– Nikogo. – Montoya nie piśnie ani słowa jedynemu policjantowi, którego nie znosił. Nie

Za późno. Czuła, jak jej ciało zapada się w materac, gdy napastnik westchnął z zadowoleniem. Wyobraziła sobie, jak się uśmiecha, chociaż niczego nie widziała, powieki tak strasznie jej ciążyły... W otumanionym umyśle tańczyły strzępy myśli, urywki strachu. Wpatrywała się w mrok, usiłowała dostrzec osobę, która przygważdża ją do posłania. Ale było za ciemno. Zbyt wiele wysiłku kosztowało zachowanie przytomności. Musi się przespać. Uległa przemożnej pokusie i zamknęła oczy. Napastnik wstał. Fortuna usiłowała się poruszyć. Nie mogła. Nie drgnęła, kiedy ściągał jej przez głowę skąpą koszulkę nocną. O Boże, zgwałci mnie, pomyślała, ale zdała sobie sprawę, że wcale się tym nie przejmuje. Jej serce biło coraz wolniej... Narkotyk krążył we krwi. Powróciły modlitwy dzieciństwa, słowa, których nie wypowiadała od lat. Ojczenasz, któryś jest w niebie... Poczuła, że ją ubiera. Jakby Bóg od razu zareagował. Czerwony ból pod powiekami zdradzał, że napastnik zapalił światło i zakłada jej coś przez głowę, wsuwa dłonie w rękawy. Poco? To szaleństwo. http://www.amatorzyna.pl/media/ Już miał zawrócić do Culver City, gdy jego wzrok przyciągnęła szczupła ciemnowłosa kobieta w żółtej sukience i okularach przeciwsłonecznych. Stała na przystanku. I co z tego, pomyślał w pierwszej chwili. Ale kiedy ją mijał, zobaczył jej profil i serce stanęło mu w piersi. Ten nos, ten podbródek... To, jak trzymała torebkę, stojąc przy ławce ze wzrokiem utkwionym w autobus nadjeżdżający w kłębach błękitnego dymu. Podniosła dłoń do czoła, żeby zasłonić oczy. Zupełnie jak Jennifer. Przypomniały mu się słowa Shany: kochała cię. Zaskoczyła go wtedy i nie skomentował tego. To szaleństwo, podpowiadał zdrowy rozsądek. To nie ona. Wiesz, że to nie ona. Siła sugestii, ot co! Jednym okiem szukał miejsca do zaparkowania, drugim co chwila zerkał w lusterko, na przystanek.

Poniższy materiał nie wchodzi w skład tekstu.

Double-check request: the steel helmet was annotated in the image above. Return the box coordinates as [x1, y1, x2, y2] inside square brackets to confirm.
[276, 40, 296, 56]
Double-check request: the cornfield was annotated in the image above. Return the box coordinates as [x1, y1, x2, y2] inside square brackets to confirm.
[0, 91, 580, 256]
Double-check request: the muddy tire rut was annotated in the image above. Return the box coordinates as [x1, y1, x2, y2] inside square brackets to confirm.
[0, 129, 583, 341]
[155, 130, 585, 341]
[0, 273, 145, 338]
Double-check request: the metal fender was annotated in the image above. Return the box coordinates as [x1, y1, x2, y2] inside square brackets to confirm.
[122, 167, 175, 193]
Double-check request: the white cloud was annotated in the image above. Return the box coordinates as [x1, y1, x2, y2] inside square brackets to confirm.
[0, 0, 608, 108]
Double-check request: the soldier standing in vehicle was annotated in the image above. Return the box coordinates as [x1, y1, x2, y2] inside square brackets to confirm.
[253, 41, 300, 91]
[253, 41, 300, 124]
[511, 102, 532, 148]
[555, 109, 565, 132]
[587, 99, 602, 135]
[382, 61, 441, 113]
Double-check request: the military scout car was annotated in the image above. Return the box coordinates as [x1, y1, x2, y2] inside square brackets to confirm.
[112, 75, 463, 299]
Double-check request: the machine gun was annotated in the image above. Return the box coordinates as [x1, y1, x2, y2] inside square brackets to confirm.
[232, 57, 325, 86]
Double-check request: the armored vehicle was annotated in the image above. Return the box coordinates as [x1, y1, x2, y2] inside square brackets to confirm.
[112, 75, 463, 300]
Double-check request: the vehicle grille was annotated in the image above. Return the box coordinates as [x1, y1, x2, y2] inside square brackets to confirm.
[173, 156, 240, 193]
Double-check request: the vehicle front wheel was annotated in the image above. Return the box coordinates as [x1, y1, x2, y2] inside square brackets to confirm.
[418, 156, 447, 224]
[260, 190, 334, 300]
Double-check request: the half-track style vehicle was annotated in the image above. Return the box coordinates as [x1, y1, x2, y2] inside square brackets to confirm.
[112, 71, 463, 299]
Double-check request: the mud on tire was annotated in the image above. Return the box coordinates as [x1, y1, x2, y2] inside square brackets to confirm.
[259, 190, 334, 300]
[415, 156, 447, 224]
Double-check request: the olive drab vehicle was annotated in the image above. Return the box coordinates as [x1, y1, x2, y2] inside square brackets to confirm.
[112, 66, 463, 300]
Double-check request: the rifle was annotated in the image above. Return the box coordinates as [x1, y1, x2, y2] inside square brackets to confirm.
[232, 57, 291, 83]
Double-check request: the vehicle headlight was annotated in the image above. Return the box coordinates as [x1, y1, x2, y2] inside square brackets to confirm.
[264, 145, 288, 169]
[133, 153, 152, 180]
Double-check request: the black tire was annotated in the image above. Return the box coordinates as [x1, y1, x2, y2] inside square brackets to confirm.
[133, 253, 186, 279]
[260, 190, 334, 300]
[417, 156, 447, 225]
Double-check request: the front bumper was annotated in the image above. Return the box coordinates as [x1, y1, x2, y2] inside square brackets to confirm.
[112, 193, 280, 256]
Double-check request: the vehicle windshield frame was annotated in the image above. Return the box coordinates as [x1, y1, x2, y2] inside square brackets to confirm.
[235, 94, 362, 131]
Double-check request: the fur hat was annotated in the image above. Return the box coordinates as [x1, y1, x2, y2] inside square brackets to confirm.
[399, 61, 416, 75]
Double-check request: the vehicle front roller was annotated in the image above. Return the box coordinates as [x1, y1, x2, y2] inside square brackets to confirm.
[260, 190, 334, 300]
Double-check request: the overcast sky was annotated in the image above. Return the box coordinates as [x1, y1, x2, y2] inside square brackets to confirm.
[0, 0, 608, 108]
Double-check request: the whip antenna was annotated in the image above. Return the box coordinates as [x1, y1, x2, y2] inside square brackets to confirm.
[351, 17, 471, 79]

– A co nowego u ciebie? Zebrała resztki odwagi, postanowiła, że powie mu to prosto z mostu i niech się dzieje, co chce, ale akurat w tym momencie Hairy S usłyszał coś na zewnątrz i zaczął szczekać jak szalony. – Cicho bądź! – zawołała. Bentz znowu się roześmiał. – Bomba. Dzwonisz po to, żeby kazać mi się zamknąć. Sprawdź – Ma go Fernando... och, Fernando. Gdzie on jest? – Gniew przerodził się w autentyczny strach. – Nie wiem, pani Salazar. Ale mamy pani samochód. – Gdzie? – Wydawała się bardzo zaskoczona. – Na parkingu policyjnym. Szukamy w nim dowodów. – Czego? – Niewykluczone, że ma związek z trzema morderstwami. – Co? – Nadal patrzyła na Bentza, ale jej wrogość się ulotniła, przynajmniej częściowo. – Zabójstwa? – Tak. Kto zazwyczaj jeździ tym wozem? – No... ja. Hayes spojrzał na podjazd – stał tam pikap z plandeką na pace i błyszczący lexus. – A to czyje?